To this extent, I feel that there are two general ways in which travel diaries can be read. The first is as roughly hewn sequential narratives that use the travel experience as the source material and the second is as disjointed bits of mental flotsam and jetsam that have made their way onto the printed page in no particular chronological or hierachical order. In the latter approach, the reader doesn’t look for a big arc or for a punchline, rather they read and experience the stories as if they were panhandling for gold, sifting through a writers memories looking for disconnected gold and gems.
I think that the spilling of guts is essential and that an artist has to negotiate how that spillage happens. If it doesn’t happen, you get a bland story like French Milk. (I admit, everyone’s barometer for the intensity of how personal something is will vary, but Lucy’s seemed too tame). I would argue that for travel journals like those of Knisley and Thompson to be successful reading experiences, the facts about the events don’t have to be true but the feeling of the events does.

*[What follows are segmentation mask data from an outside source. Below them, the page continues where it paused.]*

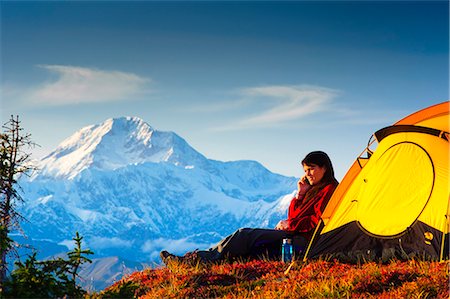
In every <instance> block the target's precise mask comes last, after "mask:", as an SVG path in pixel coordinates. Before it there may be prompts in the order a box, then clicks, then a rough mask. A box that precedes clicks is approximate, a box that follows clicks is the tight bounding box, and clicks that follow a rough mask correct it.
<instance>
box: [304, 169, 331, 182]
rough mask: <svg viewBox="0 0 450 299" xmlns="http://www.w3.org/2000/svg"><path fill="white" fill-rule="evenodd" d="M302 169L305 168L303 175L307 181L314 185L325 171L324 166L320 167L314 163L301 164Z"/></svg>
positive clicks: (321, 177)
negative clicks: (307, 179) (309, 163)
mask: <svg viewBox="0 0 450 299" xmlns="http://www.w3.org/2000/svg"><path fill="white" fill-rule="evenodd" d="M303 170H305V175H306V178H307V179H308V181H309V183H310V184H311V185H316V184H317V183H319V182H320V181H321V180H322V178H323V176H324V175H325V172H326V171H327V168H326V167H325V166H323V167H320V166H318V165H316V164H310V165H306V164H303Z"/></svg>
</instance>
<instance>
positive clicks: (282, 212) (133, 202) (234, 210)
mask: <svg viewBox="0 0 450 299" xmlns="http://www.w3.org/2000/svg"><path fill="white" fill-rule="evenodd" d="M37 166H38V169H39V170H38V171H36V172H35V173H33V174H32V175H31V176H30V177H23V178H22V179H21V181H20V182H19V183H20V185H21V187H22V189H23V194H22V196H23V198H24V199H25V200H26V204H25V205H24V206H23V209H22V211H21V213H22V215H23V216H24V217H25V218H26V219H27V220H28V221H27V222H24V223H23V224H22V227H23V229H24V231H25V233H26V234H27V235H28V236H29V237H30V238H31V239H33V240H45V241H46V242H53V243H54V244H59V245H67V246H70V244H71V243H72V242H71V238H72V237H73V236H74V235H75V232H76V231H79V232H80V234H81V235H83V236H84V238H85V242H86V244H85V245H87V246H88V247H89V248H90V249H92V250H93V251H94V252H95V253H96V257H107V256H120V257H121V258H124V259H127V260H133V261H138V262H146V263H149V264H150V263H152V262H159V258H158V254H159V251H160V250H162V249H167V250H169V251H173V252H175V253H183V252H184V251H186V250H192V249H195V248H205V247H208V246H210V245H211V244H213V243H215V242H217V241H218V240H220V239H221V238H222V237H224V236H226V235H228V234H230V233H231V232H233V231H234V230H236V229H237V228H239V227H243V226H247V227H249V226H250V227H272V226H274V225H275V224H276V222H277V221H278V220H279V219H281V218H284V217H285V216H286V209H287V205H288V203H289V200H290V198H291V193H292V192H293V191H294V190H295V188H296V178H293V177H285V176H282V175H278V174H274V173H272V172H270V171H269V170H267V169H266V168H265V167H263V166H262V165H261V164H259V163H258V162H255V161H234V162H221V161H216V160H210V159H207V158H206V157H205V156H203V155H202V154H200V153H198V152H197V151H196V150H194V149H193V148H192V147H191V146H190V145H189V144H188V143H187V142H186V141H185V140H184V139H183V138H181V137H180V136H178V135H177V134H175V133H173V132H163V131H158V130H155V129H153V128H152V127H151V126H150V125H148V124H147V123H146V122H144V121H143V120H141V119H139V118H136V117H122V118H115V119H108V120H106V121H105V122H103V123H101V124H99V125H92V126H88V127H85V128H82V129H81V130H79V131H78V132H76V133H75V134H73V135H72V136H71V137H69V138H67V139H66V140H64V141H63V142H62V143H61V144H60V145H59V146H58V147H57V148H56V149H55V150H54V151H53V152H52V153H50V154H49V155H48V156H46V157H45V158H43V159H42V160H40V161H39V162H38V163H37ZM44 250H45V249H44Z"/></svg>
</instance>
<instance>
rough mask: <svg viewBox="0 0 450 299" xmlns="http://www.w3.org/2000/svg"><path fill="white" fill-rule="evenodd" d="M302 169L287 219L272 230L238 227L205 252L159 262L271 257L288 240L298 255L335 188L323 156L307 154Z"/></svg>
mask: <svg viewBox="0 0 450 299" xmlns="http://www.w3.org/2000/svg"><path fill="white" fill-rule="evenodd" d="M302 166H303V169H304V171H305V175H304V176H303V177H302V178H301V179H300V180H299V181H298V183H297V193H296V195H295V196H294V198H293V199H292V200H291V203H290V206H289V211H288V218H287V219H286V220H281V221H280V222H279V223H278V224H277V225H276V227H275V229H258V228H257V229H251V228H241V229H239V230H237V231H236V232H234V233H233V234H232V235H229V236H228V237H226V238H225V239H223V240H221V241H220V242H219V243H218V244H217V245H216V246H214V247H212V248H210V249H209V250H204V251H203V250H202V251H194V252H188V253H187V254H186V255H184V256H176V255H173V254H171V253H169V252H167V251H161V253H160V256H161V259H162V261H163V262H164V263H165V264H167V263H168V262H169V261H171V260H177V261H183V262H197V261H203V262H208V261H218V260H221V259H225V258H231V259H234V258H240V257H243V258H246V257H262V256H265V257H269V258H274V257H278V256H279V255H280V247H281V242H282V240H283V239H285V238H292V239H293V240H294V248H295V251H296V253H297V254H299V253H301V251H302V249H303V248H304V247H305V246H306V245H307V244H308V242H309V240H310V239H311V237H312V234H313V232H314V229H315V227H316V226H317V224H318V222H319V219H320V216H321V215H322V212H323V210H324V209H325V206H326V205H327V203H328V201H329V200H330V198H331V195H332V194H333V192H334V190H335V189H336V186H337V185H338V181H337V180H336V178H335V177H334V170H333V165H332V164H331V160H330V158H329V157H328V155H327V154H326V153H324V152H321V151H315V152H311V153H309V154H308V155H306V157H305V158H304V159H303V160H302Z"/></svg>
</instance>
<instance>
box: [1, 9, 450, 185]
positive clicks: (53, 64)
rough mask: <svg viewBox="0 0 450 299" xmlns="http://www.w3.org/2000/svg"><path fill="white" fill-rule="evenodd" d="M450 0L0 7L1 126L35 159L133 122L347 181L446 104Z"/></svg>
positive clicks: (295, 174) (223, 160) (448, 79)
mask: <svg viewBox="0 0 450 299" xmlns="http://www.w3.org/2000/svg"><path fill="white" fill-rule="evenodd" d="M448 70H449V4H448V2H447V1H425V2H420V1H385V2H383V1H353V2H344V1H288V2H270V1H264V2H258V1H247V2H246V1H243V2H240V1H225V2H219V1H210V2H208V1H204V2H195V1H183V2H173V1H164V2H153V1H136V2H120V1H100V2H92V1H89V2H87V1H74V2H70V1H63V2H56V1H51V2H44V1H32V2H25V1H2V2H1V120H2V123H4V122H5V121H6V120H7V118H8V116H9V115H11V114H18V115H19V116H20V117H21V119H22V121H23V125H24V127H25V129H26V130H27V131H29V132H30V133H31V134H32V136H33V139H34V141H35V142H37V143H38V144H40V146H41V147H40V148H38V149H36V150H35V153H34V157H35V158H38V157H39V156H41V155H44V154H45V153H48V152H50V151H51V150H52V149H54V148H55V147H56V146H57V145H58V144H59V143H60V142H61V141H62V140H63V139H65V138H66V137H68V136H69V135H71V134H72V133H73V132H75V131H76V130H78V129H79V128H81V127H83V126H86V125H90V124H95V123H100V122H102V121H104V120H105V119H107V118H111V117H118V116H128V115H129V116H138V117H141V118H142V119H144V120H145V121H147V122H148V123H149V124H150V125H151V126H152V127H154V128H155V129H159V130H163V131H174V132H176V133H177V134H179V135H180V136H182V137H183V138H185V139H186V140H187V141H188V142H189V143H190V144H191V145H192V146H193V147H194V148H195V149H197V150H198V151H200V152H201V153H202V154H204V155H205V156H207V157H209V158H212V159H217V160H222V161H229V160H240V159H251V160H257V161H259V162H261V163H262V164H263V165H264V166H266V167H267V168H269V169H270V170H271V171H274V172H277V173H281V174H285V175H295V176H300V175H301V173H302V171H301V169H300V167H299V161H300V160H301V159H302V158H303V156H304V155H306V154H307V153H308V152H309V151H312V150H324V151H326V152H328V153H329V154H330V156H331V158H332V160H333V162H334V165H335V168H336V173H337V176H338V177H339V179H340V178H342V176H343V175H344V174H345V172H346V170H347V169H348V167H349V166H350V165H351V163H352V162H353V160H354V159H355V157H356V156H357V155H358V154H359V153H360V152H361V151H362V150H363V148H364V147H365V145H366V144H367V141H368V139H369V137H370V135H371V134H372V133H373V132H374V131H376V130H378V129H380V128H382V127H385V126H388V125H390V124H392V123H394V122H395V121H397V120H398V119H400V118H402V117H404V116H406V115H408V114H410V113H412V112H414V111H416V110H418V109H422V108H425V107H427V106H430V105H432V104H436V103H439V102H442V101H447V100H448V99H449V96H448V94H449V86H448V85H449V75H448Z"/></svg>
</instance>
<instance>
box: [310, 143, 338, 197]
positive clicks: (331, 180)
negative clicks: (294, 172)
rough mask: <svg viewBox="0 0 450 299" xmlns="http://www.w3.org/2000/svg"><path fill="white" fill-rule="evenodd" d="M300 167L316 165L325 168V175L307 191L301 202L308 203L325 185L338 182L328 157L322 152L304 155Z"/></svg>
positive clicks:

A form of travel diaries that makes more sense to me is that of Argentinian cartoonist Liniers: http://www.goodreads.com/book/show/4009799-conejo-de-viaje
Liniers puts together a collection of comics and sketches from his several travel diaries, which are very rough at the edges full of unfinished sketches, over-inked doodles, wrinkled comics and overly personal self-analysis. He distills his many experiences. A “worldwide” reading audience wasn’t considered while making the comics and the journals, as such he had a great deal of freedom in terms of what to document. The journals could then function as lenses into his physical and mental states, while the publishing process simply refined and decided what particular anecdotes were acceptable for public display.
The end result is a series of satisfying unrelated episodic sequences, each of which have their own build up and release of tension.
As a sidenote, I’m a total Craig “Cry-Baby” Thompson fan boy. I took Carnet de voyage with me when I travelled to spain and when I needed inspiration for my own documentation, I cracked open to any random page.
Hey wow! Thanks for your thoughts Juan!
I reckon they key might be in your comparison between a travel diary written to be published and a travel diary meant for personal record. If you’re writing something for yourself, you aren’t self censoring so it makes the pieces and anecdotes you include more free flowing? The diary I think then would tend to touch on much more of the same themes and be more direct about what you are thinking and who you are thinking about. The risk with having a public audience in mind is that you omit the details that make human stories interesting.
With regard to promises, I think when events or characters are touched upon and not engaged with further it can go two ways – make you ponder the human condition or frustrate the hell out of you.
But yes, guts spilling probably does assist the chances of your diary working – but like I said, would you show it to your Nana?